Overflowing generosity
The second word is generosity. Of the many warnings that God gives us about wealth and money, few if any of them are about being wise with how we give it so that we are not taken advantage of. Perhaps we have become so concerned about not being taken advantage of, that we’ve forgotten that it is the Lord’s to repay, and God cannot be mocked (Romans 12:17-21). Have you ever noticed how creative and broad God’s generosity is toward us, and the creativity we’re similarly called to? God is generous toward all humanity, causing the sun to shine and the rain to fall upon the just and the unjust alike. Jesus calls us to imitate that goodness (Matthew 5:43-48). This, I believe, is where the weight of Biblical testimony lies – creative, expansive, open-handed, whole-hearted, joy-filled and bordering-on-reckless generosity toward others. People always take priority over prosperity, and as Craig Blomberg puts it, ‘…generosity and compassion with our material blessings is the principle that emerges from the Bible and applies to everyone – ‘from the grass-roots, rural community level all the way up the social ladder to the king.’ From commands in a rural and agrarian society not to glean the edges of fields so that the poor may have something to eat, to offering hospitality and giving safety, shelter, and clothing to those who need it – we’re taught to embody the kind of generosity that dignifies others and invites those that society marginalises for dinner in our homes, instead of only inviting those who can invite us back (Luke 14). The kind willing to joyfully sell property to provide for others’ needs (Acts 4:32-37), and to give cheerfully even out of meagre resources (2 Cor. 8:1-15).
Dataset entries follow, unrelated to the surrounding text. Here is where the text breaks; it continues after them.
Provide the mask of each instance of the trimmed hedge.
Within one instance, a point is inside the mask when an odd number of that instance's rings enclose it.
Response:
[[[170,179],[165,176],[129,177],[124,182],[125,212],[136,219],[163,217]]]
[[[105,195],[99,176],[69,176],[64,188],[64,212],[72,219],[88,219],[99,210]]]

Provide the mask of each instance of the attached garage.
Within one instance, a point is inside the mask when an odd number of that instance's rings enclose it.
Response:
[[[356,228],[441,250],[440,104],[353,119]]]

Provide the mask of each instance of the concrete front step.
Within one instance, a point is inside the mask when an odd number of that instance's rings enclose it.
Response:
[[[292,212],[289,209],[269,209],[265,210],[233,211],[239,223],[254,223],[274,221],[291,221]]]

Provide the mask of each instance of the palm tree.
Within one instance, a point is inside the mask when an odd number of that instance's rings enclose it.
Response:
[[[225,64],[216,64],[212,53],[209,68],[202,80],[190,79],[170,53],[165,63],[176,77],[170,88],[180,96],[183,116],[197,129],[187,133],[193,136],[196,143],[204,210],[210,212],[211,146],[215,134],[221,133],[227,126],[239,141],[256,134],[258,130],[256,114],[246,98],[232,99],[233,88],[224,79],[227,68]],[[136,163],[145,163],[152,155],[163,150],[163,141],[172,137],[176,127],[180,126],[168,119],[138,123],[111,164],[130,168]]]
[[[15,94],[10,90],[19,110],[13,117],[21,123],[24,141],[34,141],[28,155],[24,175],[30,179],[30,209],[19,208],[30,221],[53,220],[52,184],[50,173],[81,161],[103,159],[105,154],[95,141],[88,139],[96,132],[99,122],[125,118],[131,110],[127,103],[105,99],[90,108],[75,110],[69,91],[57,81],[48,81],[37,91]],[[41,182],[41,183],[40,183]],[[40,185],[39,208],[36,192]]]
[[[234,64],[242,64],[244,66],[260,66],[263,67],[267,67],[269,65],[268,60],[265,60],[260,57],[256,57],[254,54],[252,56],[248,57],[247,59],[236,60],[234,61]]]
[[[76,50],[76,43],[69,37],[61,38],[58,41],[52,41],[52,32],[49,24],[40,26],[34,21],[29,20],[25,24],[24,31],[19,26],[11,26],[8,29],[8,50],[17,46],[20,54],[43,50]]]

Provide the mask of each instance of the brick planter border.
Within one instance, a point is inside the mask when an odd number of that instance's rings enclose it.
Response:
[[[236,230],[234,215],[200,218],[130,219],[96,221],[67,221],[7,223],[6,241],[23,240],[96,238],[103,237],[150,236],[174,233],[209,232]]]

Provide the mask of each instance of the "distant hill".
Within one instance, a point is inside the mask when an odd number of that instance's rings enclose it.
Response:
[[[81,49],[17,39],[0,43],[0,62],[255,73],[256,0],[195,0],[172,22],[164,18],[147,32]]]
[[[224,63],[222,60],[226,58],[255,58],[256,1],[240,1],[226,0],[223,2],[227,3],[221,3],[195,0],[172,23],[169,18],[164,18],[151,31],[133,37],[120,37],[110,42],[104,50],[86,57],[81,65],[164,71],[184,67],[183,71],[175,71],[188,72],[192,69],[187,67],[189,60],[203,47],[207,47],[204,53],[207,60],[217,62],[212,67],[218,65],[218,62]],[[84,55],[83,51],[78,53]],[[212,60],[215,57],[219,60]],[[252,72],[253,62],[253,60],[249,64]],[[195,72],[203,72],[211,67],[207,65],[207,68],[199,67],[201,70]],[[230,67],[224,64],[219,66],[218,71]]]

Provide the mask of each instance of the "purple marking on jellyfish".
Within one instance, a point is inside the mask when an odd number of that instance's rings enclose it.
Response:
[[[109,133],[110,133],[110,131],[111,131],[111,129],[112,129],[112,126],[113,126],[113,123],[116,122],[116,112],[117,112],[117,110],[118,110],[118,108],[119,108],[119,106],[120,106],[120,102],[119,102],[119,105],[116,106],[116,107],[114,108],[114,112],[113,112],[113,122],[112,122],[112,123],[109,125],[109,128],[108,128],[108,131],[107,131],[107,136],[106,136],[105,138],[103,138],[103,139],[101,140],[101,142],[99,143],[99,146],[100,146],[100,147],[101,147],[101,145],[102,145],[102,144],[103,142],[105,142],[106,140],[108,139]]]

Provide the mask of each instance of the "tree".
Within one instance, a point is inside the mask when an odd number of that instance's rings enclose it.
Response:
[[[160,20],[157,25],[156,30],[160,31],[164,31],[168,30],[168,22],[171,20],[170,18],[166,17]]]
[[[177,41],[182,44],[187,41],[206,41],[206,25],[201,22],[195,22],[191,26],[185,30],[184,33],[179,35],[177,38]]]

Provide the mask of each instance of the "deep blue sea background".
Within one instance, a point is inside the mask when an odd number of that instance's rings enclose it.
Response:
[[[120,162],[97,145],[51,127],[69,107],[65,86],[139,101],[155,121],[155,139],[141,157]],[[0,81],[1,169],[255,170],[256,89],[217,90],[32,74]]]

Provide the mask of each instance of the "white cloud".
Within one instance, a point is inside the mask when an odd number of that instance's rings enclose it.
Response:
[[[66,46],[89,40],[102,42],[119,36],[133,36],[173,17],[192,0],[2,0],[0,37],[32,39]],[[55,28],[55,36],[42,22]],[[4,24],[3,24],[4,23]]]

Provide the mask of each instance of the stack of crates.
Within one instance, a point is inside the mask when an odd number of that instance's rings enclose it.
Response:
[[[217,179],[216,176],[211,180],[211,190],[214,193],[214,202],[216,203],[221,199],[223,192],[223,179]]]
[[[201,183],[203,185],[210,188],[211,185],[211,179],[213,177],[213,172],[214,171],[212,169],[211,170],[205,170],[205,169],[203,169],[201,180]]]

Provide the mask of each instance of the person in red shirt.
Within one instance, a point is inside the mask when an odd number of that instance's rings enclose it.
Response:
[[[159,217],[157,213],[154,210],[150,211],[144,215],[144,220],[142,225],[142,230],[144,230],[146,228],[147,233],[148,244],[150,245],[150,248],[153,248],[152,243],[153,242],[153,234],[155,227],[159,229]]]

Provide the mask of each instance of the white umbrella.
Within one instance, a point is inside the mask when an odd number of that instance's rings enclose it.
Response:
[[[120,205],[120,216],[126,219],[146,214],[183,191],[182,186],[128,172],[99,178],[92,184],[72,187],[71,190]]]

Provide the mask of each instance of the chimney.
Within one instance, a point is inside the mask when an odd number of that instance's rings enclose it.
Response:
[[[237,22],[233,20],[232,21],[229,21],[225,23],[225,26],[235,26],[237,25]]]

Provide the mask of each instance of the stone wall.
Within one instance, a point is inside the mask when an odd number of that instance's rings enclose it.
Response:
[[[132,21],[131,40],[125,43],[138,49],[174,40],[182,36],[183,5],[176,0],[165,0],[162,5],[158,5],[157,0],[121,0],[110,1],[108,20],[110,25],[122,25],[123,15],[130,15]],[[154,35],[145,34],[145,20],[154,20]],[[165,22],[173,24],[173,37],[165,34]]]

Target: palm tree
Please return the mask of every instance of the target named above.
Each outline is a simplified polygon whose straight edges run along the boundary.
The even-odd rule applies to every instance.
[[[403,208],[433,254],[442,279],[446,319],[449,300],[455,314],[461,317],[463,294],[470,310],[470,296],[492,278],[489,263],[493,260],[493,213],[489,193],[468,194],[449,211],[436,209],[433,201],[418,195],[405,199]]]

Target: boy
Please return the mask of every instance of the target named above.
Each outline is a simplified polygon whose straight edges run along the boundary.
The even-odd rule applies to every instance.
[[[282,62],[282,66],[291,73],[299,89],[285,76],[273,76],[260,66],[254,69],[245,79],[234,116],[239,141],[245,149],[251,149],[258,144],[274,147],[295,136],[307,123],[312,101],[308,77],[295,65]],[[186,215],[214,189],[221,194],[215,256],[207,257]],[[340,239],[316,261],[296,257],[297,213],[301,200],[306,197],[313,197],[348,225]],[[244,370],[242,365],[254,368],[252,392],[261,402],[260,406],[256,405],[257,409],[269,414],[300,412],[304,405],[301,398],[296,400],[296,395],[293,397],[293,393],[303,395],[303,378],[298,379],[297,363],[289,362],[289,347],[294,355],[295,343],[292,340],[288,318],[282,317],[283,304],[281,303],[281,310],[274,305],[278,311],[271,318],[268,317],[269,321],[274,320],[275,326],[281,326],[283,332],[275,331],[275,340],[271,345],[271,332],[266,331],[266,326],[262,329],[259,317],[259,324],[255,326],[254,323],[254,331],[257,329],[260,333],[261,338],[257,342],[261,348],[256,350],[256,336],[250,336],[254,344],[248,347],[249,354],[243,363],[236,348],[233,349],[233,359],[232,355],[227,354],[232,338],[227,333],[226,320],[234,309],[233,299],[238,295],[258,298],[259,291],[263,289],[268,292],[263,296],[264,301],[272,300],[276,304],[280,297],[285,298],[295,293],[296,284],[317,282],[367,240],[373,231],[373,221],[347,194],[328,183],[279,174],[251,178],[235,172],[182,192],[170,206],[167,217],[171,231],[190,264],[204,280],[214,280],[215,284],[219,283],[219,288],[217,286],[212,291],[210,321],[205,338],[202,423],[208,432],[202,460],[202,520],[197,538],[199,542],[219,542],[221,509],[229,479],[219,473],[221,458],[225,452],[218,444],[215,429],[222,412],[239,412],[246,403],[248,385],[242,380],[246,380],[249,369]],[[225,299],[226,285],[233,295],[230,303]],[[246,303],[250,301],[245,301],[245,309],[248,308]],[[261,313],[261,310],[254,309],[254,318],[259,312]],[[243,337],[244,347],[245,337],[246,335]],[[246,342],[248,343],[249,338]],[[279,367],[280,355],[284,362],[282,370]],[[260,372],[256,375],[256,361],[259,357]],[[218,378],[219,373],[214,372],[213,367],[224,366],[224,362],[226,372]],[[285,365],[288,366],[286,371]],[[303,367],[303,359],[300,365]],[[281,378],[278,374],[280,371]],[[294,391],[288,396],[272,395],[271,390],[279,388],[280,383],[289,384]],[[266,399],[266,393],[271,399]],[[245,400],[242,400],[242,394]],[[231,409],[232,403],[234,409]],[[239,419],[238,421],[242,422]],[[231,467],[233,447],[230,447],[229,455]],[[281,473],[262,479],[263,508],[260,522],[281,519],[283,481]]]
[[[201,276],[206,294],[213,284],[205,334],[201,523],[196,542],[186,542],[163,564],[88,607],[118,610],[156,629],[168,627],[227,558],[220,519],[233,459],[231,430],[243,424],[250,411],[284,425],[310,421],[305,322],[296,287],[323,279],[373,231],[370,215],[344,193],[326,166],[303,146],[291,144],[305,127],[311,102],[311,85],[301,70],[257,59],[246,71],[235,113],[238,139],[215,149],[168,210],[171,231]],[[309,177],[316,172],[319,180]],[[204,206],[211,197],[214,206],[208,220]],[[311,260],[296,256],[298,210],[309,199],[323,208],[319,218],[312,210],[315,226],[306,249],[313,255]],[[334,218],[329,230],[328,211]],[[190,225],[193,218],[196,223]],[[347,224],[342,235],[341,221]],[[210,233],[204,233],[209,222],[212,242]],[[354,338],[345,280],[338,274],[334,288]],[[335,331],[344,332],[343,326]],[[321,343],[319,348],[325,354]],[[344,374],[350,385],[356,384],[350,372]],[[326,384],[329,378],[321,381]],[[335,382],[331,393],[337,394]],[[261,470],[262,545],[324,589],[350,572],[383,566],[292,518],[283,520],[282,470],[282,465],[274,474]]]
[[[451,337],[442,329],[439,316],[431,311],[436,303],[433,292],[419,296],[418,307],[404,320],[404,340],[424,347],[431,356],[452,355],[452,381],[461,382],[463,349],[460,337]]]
The kind willing to give up position, privilege, power, and life for others (Phil. 2), doing good to all, especially those in God’s household (Gal 6:10).
Passages such as Luke 14 are especially challenging for us regarding our commitment to Jesus, generosity with ourselves and our homes. It’s dignifying to be invited for dinner and get a seat at the table. While it may be practical and safer for us to hand food over to someone at the gate rather than to invite them into our homes for a meal, does it honour and dignify them? If the cup of cold water we give to the ‘least of these’ is like giving it to Jesus, would we not give Jesus the coldest, cleanest and most refreshing cup of water we could find (Matthew 25:31-46)? Can we (as disciples who have been called to surrender our very selves to the Lord), in trying to preserve our lives, find ourselves disobeying the Lord?
To maintain a healthy tension between open-eyed realism and overflowing generosity toward others as we live as God’s Kingdom people in this country, we will need God’s grace, a huge helping of perseverance, creativity, courage, wisdom, and love. Like many other countries in the world, South Africa has an inexhaustible well of sorrows and deeply embedded challenges. Only the gospel and power of God can address the enormity of the situation. Praise the Lord that he has called us into this space as his hands, feet and witnesses.